You know the most often quoted of all passages of Burke. Indeed, it is only through quotations of it that most of us know Burke at all—

But the age of chivalry is gone ... the unbought grace of life, the cheap defence of nations, the nurse of manly sentiment and heroic enterprise is gone! It is gone, that sensibility of principle, that chastity of honour, which felt a stain like a wound, which inspired courage whilst it mitigated ferocity, which ennobled whatever it touched, and under which vice itself lost half its evil by losing all its grossness.

Burke would never say a thing by halves. And as truth goes by halves, and declines to be sweeping like rhetoric, Burke made sure of being wrong to the tune of some fifty per cent. The French Revolution did not, as his beautiful language implies, confine mankind for the rest of its days to the procreation of curs. And yet his words do give you, in their own lush, Corinthian way, a notion of something that probably did happen, a certain limited shifting of the centre of gravity of West European morals or manners.

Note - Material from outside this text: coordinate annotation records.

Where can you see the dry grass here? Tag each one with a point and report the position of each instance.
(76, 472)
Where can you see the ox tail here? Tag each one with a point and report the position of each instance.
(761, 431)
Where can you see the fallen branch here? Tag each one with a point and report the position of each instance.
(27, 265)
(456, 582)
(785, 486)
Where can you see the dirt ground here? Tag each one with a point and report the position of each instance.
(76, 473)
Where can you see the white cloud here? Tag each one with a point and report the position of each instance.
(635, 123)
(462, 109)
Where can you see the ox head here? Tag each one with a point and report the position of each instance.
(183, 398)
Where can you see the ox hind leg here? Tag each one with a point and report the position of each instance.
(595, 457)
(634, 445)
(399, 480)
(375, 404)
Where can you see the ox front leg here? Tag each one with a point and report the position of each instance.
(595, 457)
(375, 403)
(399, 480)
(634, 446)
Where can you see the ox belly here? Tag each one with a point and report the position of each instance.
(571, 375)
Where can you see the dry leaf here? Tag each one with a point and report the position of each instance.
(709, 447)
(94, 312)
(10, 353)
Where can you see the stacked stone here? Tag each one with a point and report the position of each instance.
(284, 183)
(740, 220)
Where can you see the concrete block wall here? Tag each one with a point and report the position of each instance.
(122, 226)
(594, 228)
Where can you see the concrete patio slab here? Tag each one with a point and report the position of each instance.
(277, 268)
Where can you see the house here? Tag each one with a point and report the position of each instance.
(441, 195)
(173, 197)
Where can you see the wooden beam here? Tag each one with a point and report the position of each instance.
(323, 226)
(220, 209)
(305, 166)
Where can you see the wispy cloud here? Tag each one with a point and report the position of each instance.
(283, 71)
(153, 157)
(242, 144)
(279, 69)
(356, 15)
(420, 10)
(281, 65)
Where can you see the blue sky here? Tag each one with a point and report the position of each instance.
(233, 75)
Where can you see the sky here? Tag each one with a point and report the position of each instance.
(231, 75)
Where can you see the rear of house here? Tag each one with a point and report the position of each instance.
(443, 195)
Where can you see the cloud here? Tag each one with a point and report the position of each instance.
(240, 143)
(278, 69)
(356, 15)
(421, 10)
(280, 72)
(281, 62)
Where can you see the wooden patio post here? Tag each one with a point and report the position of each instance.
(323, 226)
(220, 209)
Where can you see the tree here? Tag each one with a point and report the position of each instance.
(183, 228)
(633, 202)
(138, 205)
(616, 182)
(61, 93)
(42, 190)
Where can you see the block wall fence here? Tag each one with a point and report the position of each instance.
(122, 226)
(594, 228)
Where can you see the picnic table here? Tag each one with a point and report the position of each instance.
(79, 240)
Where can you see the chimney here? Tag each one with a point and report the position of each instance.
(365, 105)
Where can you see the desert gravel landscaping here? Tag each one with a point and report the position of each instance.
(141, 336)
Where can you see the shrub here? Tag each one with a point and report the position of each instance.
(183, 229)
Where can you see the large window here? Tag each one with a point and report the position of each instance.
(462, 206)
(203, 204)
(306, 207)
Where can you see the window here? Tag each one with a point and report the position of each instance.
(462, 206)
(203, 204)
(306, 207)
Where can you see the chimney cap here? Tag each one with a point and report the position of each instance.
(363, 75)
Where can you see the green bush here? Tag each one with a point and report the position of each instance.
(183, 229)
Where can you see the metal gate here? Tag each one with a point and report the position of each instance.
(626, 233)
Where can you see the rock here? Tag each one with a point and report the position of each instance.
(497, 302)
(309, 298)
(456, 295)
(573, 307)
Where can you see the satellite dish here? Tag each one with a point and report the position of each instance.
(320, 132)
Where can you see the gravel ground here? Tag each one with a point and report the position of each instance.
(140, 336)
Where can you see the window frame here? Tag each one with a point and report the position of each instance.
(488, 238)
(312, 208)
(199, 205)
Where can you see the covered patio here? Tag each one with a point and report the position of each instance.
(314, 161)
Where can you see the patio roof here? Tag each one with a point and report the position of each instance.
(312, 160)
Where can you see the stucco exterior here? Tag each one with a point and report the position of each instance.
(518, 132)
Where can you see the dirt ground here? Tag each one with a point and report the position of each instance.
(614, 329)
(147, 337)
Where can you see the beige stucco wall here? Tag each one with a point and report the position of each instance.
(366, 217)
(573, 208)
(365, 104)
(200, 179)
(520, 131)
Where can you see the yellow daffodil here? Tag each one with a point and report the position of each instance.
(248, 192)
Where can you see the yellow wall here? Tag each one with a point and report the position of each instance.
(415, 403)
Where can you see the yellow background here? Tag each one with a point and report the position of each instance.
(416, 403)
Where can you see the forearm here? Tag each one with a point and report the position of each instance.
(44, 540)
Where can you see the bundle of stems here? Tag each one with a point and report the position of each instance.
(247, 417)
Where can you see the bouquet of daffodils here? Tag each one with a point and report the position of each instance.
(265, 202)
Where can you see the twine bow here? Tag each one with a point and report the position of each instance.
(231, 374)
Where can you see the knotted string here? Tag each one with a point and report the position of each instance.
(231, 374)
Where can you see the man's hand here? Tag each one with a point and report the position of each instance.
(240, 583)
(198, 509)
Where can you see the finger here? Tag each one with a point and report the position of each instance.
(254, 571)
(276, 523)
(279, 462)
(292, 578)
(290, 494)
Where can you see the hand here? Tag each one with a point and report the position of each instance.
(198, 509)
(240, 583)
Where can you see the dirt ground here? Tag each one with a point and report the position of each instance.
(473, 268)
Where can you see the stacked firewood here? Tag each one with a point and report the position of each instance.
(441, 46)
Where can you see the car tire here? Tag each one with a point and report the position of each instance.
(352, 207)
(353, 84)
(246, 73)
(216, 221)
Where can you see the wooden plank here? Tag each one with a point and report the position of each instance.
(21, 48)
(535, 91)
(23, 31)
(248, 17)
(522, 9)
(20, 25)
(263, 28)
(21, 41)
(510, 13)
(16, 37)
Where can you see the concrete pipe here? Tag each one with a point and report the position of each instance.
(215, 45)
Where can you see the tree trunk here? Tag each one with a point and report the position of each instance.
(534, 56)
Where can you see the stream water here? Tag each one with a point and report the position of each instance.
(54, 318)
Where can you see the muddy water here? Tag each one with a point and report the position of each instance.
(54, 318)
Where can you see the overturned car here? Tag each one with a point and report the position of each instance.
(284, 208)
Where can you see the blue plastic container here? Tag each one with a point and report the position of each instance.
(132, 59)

One would be talking like Burke—talking, perhaps you might say, through Burke's hat—if one were to say that the war found chivalry alive and left it dead. Chivalry is about as likely to perish as brown eyes or the moon. Yet something did happen, during the war, to which these wild words would have some sort of relation. We were not all Bayards in 1914; even then a great part of our Press could not tell indignation from spite, nor uphold the best cause in the world without turpitude. Nor were we all, after the Armistice, rods of the houses of Thersites and Cleon; Haig was still alive, and so were Gough and Hamilton and thousands of Arthurian subalterns and privates and of like-minded civilians, though it is harder for a civilian not to lose generosity during a war. But something had happened; the chivalrous temper had had a set-back; it was no longer the mode; the latest wear was a fine robust shabbiness. All through the war there had been a bear movement in Newbolts and Burkes, and, corresponding to this, a bull movement in stocks of the Little Flanigan group.